In the recent turmoil around Apple changing the legalities around development for iPhone, John Gruber posted his thoughts on it. While I agree with many of his comments, there is a rather strange statement, or claim if you will, at the end of his post:

Cross-platform software toolkits have never — ever — produced top-notch native apps for Apple platforms. Not for the classic Mac OS, not for Mac OS X, and not for iPhone OS. Such apps generally have been downright crummy. On the other hand, perhaps iPhone users will be missing out on good apps that would have been released if not for this rule, but won’t now. I don’t think iPhone OS users are going to miss the sort of apps these cross-platform toolkits produce, though.

http://daringfireball.net/2010/04/why_apple_changed_section_331

What the heck? So these games are bad and no one would miss them if pulled off the App Store?

http://www.youtube.com/v/pvfVDczQXOY&hl=en_US&fs=1&

http://www.youtube.com/v/xrDW5Dh3pCU&hl=en_US&fs=1&

I don’t think its even a necessary to tell why these falsifies the statement of John Gruber. Unity games have many times over been in the top 10 of popular games, and Zombieville USA is constantly high on the lists, bobbing up and down in the top 100.

Now onto the reason of why this even matters to me. The reason I got a Mac in the first place was Unity, before it was released on Windows as well. First I got a Mac Mini to get rolling with Unity. Later on I got a MacPro 8 core xeon, early 2008 model, a really good deal at the time, unlike the more recent ones. Then I got a Macbook Pro for working on the go and use in meetings. I also applied to become an iPhone developer, got the Unity for iPhone license, got an iPod touch 2nd gen and later a 1st gen for testing. Finally I also got an iPhone 3GS.

Unity turned me into a Mac user. I started to like the system for its underlying BSD foundations, general stability, apps such as Quicksilver and other small clever tools, not having any of the system rotting I have experienced in Windows ( that said, I have been told that its a thing of the past with Windows 7 ). I set up LightWave on my Mac, got the Mac versions of any and all plugins I have purchased earlier, got a Mac license of NukeX and have now been considering to get Final Cut Pro.
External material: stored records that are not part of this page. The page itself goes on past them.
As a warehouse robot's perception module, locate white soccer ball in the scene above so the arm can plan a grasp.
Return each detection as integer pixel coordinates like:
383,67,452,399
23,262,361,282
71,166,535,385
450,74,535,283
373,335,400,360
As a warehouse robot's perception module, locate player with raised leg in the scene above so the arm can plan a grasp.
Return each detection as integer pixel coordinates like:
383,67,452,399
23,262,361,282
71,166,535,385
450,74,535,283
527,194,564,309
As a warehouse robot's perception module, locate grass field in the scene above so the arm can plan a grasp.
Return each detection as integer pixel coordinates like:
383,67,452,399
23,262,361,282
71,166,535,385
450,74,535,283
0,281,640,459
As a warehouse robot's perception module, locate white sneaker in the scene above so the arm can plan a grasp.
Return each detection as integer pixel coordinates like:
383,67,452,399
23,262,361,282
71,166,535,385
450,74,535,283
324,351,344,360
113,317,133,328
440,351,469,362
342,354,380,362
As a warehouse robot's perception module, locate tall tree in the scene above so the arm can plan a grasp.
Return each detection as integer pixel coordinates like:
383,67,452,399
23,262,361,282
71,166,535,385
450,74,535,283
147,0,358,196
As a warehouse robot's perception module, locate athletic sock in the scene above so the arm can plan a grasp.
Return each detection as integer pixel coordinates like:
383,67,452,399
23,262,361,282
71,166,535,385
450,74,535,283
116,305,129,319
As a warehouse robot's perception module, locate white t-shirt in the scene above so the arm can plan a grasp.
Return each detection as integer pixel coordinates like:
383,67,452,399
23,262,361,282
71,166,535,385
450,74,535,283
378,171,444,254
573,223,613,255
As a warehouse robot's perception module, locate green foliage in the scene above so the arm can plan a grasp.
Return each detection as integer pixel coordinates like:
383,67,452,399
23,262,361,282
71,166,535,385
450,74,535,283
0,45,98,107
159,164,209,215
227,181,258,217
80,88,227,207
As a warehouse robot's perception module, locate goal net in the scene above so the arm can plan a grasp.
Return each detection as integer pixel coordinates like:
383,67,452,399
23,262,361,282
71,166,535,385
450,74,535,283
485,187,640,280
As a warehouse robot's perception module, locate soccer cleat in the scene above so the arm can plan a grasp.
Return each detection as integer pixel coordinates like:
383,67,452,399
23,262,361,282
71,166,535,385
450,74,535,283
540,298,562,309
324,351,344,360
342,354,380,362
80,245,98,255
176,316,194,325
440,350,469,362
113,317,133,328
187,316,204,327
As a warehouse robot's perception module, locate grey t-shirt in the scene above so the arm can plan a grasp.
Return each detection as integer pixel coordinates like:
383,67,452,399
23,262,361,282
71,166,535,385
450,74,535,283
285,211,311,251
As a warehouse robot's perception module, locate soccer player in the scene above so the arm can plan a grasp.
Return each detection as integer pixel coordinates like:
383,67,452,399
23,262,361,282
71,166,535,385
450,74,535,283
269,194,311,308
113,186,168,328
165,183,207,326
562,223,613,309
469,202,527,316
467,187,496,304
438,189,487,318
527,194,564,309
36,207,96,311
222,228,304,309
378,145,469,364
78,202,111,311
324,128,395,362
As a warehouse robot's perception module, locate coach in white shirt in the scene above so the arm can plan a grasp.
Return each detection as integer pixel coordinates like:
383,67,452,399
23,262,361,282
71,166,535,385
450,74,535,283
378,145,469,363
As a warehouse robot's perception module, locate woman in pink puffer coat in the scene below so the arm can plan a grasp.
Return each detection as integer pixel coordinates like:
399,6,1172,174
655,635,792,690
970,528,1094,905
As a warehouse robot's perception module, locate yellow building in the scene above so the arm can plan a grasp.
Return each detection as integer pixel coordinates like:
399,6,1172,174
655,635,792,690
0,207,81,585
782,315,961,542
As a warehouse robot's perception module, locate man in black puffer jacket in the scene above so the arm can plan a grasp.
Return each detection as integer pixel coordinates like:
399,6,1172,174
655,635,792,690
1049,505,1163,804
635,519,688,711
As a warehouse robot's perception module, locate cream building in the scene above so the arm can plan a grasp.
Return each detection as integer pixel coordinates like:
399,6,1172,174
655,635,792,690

If the final word in this situation is that Unity will not be allowed for use as a dev tool for iPhone, iPod, and iPad, then I will most likely end up migrating back to Windows, as I have realized, I am not as much a Mac user as a Unity user and developer. If I am a follower of any sort of technology, its of Unity, and not Apple. The quality of Apple products is good, but if this Apple-Adobe pissing contest will cause too much turmoil in my toolbox then I am a outta here…  I hope and cross fingers that the widespread interpretation of the recent legal changes turns out to be mostly smoke and little fire. One good thing from all of this is that it has reminded me not to put all my eggs in one basket, hence why I offer interface design, VFX workflow tools, web and graphic design, rendered and realtime 3D for industrial visualization, game design and prototyping.

The best thing for now is to wait for official word from Unity, not listen to rumors or interpretations and go back to GSD (Get Shit Done).